SNES game development, continued…
Just one more subject before we can actually get to write our SNES program. Using the assembler. You should have read some of the 6502 tutorials and read up on 65816 assembly basics… before heading any further.
First, we need to write our program in a text editor. I use Notepad++. You can use any similar app that can save a plain text file. We will save our files as .s or .asm. It might help if you include a path to the ca65 “bin” folder in environmental variables, so windows can find it. You can also just type a path in the command prompt, which will tell the system to look for ca65 and ld65 in the bin folder, which is one level up from the current directory.
ca65 is a command line tool. If you just double click ca65, a box will open and then close. To run it, you need to first open a command prompt (terminal). To open a command prompt in Windows 10, you click on the address bar and type CMD. A black box should appear. You would type something like…
ca65 main.asm -g
for each assembly file. The -g means include the debugging symbols. If it assembles correctly, you should have .o (object files) of the same name. Then you use another program ld65 (the linker) to put them all together using a .cfg file as a map of how all the peices go together.

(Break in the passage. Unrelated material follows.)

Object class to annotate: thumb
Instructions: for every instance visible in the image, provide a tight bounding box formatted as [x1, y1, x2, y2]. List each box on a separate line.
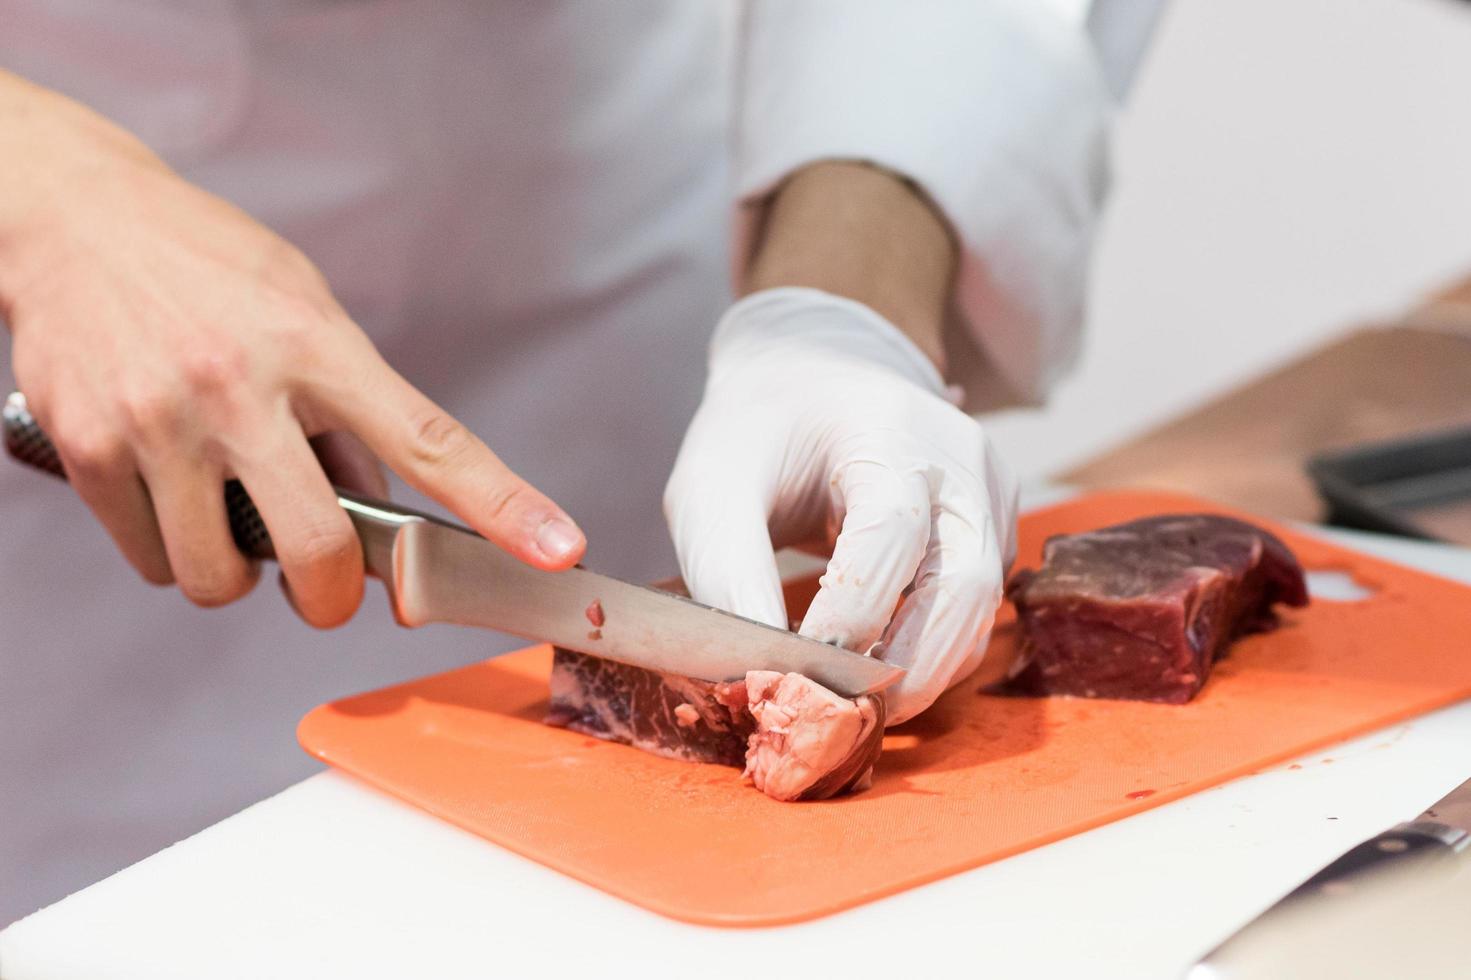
[665, 476, 787, 630]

ld65 -C lorom256k.cfg -o program1.sfc main.o -Ln labels.txt
The -C is to indicate the .cfg filename (lorom256k.cfg). The -o indicates the output filename (program1.sfc). Then it lists all the object files (there is only 1, main.o). Finally, the -Ln labels.txt outputs the addresses of all the labels (for debugging purposes).
I use a batch file to automate the writes to the command line. Instead of opening a command prompt box, I just double click on the compile.bat file. I don’t want to go into detail about writing batch files, but mostly you will just need to add a ca65 line for each assembly file (unless they are “included” in the main assembly file, in which case they become part of that asm file). Then edit the ld65 line to include all object files.

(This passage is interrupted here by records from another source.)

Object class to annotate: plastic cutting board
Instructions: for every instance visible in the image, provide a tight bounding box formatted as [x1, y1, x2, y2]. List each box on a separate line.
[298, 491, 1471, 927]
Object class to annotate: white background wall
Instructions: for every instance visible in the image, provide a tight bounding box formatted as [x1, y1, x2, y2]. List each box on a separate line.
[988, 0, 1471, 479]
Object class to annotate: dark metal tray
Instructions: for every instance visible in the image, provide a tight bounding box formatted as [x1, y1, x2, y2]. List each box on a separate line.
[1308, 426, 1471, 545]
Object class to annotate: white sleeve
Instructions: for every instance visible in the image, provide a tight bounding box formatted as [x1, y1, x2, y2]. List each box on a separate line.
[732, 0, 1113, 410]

Here’s some links to the ca65 and ld65 documents.
Take a look at some of my example code, such as this one.
It has a .cfg file and some basic assembly files just to get to square one. There is some initial code (init.asm), which zeroes the RAM and the hardware registers back to a standard state. We don’t want to touch that code. It works. Then there is a header section of the ROM so that emulators will know what kind of SNES file we have (see header.asm).
.byte “ABCDEFGHIJKLMNOPQRSTU” ;rom name 21 chars
.byte $30 ;LoROM FastROM
.byte $00 ; extra chips in cartridge, 00: no extra RAM; 02: RAM with battery
.byte $08 ; ROM size (2^# kByte, 8 = 256kB)
.byte $00 ; backup RAM size
.byte $01 ;US
.byte $33 ; publisher id
.byte $00 ; ROM revision number
.word $0000 ; checksum of all bytes
.word $0000 ; $FFFF minus checksum
The checksum isn’t actually important. If it’s wrong, nothing bad will happen. The important line is the one that says “LoROM FastROM” after it.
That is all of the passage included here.